Discrepancies for some isoforms

Ask questions about annotation of D. erecta, D. mojavensis, and D. grimshawi projects here.
Post Reply
jkennell
Posts: 3
Joined: Sat Aug 09, 2014 1:29 am

Discrepancies for some isoforms

Post by jkennell » Tue Oct 21, 2014 4:35 pm

My student is annotating the M6 ortholog in Biarmipes (project: 3L control contig 62). He had trouble when he started looking for the shared 1st coding exon of M6-PE and M6-PF isoforms. By BLASTX the single exon has matches in two different frames. When we BLASTn the transcript for this exon, we find a pretty good match but signs of some indels between the two which likely explains the different frames. In addition, there isn't any RNAseq to support that this exon is expressed. How should we go about reporting and documenting this?

wleung
Posts: 185
Joined: Sun Feb 04, 2007 7:41 pm
Location: Washington University in St.
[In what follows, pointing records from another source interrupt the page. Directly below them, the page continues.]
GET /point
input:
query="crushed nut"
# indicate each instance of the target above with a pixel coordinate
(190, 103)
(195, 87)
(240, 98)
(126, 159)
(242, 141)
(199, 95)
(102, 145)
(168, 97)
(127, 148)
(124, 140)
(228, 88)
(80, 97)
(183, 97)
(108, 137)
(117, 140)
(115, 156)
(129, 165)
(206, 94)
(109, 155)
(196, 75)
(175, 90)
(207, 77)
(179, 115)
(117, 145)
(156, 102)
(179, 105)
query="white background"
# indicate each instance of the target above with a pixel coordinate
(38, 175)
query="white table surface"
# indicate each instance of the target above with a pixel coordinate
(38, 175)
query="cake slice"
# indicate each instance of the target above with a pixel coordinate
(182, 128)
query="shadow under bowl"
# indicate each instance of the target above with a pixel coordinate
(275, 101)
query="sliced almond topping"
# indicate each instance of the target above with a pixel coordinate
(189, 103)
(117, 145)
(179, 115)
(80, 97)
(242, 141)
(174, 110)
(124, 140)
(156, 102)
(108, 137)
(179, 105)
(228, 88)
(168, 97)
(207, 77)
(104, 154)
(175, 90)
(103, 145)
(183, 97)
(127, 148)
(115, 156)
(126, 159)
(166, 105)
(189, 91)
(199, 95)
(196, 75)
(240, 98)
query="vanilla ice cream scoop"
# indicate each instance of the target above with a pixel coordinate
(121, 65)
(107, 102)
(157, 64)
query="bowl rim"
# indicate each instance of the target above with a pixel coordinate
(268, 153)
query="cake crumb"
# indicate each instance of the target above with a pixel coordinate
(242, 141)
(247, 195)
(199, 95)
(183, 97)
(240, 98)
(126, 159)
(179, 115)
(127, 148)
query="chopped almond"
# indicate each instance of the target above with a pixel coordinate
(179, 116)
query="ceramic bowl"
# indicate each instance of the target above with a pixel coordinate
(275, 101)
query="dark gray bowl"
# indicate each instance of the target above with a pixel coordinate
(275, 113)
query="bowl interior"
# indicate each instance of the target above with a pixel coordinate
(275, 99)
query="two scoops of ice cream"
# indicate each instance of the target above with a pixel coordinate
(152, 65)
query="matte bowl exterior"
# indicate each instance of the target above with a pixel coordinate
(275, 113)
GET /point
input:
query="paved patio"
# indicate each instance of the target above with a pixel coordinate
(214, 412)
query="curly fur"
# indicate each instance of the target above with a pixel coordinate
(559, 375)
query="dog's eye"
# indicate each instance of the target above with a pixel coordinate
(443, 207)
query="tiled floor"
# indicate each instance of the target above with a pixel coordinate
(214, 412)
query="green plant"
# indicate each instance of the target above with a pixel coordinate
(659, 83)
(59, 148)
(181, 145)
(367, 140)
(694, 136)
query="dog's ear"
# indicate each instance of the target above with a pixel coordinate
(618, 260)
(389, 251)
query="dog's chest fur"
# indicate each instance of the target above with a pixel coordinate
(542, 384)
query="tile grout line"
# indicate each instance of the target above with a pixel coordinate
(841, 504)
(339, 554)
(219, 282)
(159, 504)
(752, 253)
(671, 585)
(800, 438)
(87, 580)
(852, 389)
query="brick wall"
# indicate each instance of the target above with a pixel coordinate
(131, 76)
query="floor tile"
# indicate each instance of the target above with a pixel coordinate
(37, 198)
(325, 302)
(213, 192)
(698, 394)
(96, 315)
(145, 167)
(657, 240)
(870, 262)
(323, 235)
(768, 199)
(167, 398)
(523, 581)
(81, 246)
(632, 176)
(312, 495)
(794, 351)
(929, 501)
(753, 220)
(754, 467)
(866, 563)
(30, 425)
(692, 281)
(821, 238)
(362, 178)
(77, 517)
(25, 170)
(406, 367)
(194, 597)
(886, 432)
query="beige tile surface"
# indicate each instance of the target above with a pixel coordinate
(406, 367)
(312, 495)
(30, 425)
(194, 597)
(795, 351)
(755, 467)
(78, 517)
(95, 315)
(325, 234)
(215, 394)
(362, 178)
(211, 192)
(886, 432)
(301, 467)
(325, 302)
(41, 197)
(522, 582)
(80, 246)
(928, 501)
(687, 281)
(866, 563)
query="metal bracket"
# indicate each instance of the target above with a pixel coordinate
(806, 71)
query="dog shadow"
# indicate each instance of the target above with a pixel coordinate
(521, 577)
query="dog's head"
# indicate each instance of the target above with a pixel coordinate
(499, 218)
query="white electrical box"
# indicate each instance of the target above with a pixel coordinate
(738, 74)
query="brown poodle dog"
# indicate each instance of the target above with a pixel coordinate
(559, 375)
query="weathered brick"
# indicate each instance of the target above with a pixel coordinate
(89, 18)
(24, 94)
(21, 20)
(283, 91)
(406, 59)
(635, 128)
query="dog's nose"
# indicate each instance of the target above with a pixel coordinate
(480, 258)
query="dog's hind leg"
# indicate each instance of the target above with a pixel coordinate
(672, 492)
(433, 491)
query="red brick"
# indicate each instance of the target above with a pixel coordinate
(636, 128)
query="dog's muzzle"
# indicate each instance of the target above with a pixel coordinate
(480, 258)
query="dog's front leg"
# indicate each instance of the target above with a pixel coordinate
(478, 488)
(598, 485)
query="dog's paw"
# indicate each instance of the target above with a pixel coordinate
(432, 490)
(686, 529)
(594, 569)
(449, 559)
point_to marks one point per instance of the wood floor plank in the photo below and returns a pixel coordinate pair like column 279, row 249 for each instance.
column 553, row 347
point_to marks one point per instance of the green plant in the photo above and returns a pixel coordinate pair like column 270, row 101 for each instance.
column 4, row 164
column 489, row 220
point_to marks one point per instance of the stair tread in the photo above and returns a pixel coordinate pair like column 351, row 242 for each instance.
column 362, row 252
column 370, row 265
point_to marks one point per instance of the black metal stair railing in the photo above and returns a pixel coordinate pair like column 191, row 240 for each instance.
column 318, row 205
Louis

Re: Discrepancies for some isoforms

Post by wleung » Tue Oct 21, 2014 11:08 pm

The available evidence suggests that the initial CDS of the E and F isoforms of the M6 gene (CDS 2_7735_0) might not exist in D. biarmipes. However, based on parsimony (i.e. minimize the number of changes compared to D. melanogaster), I would annotate the CDS 2_7735_0 in D. biarmipes based on the weak evidence from the blastx alignment and the CDS predicted by Genscan. Because the next CDS (3_7735_2) begins at 36,112 and it has a phase 2 splice acceptor site relative to frame -3, CDS 2_7735_0 must have a phase 1 donor site (relative to frame -1). Based on the blastx alignment, the closest phase 1 donor site (relative to frame -1) is located at 37,035-37,034. Therefore, I would annotate the CDS so that it spans from 37,243 to 37,036.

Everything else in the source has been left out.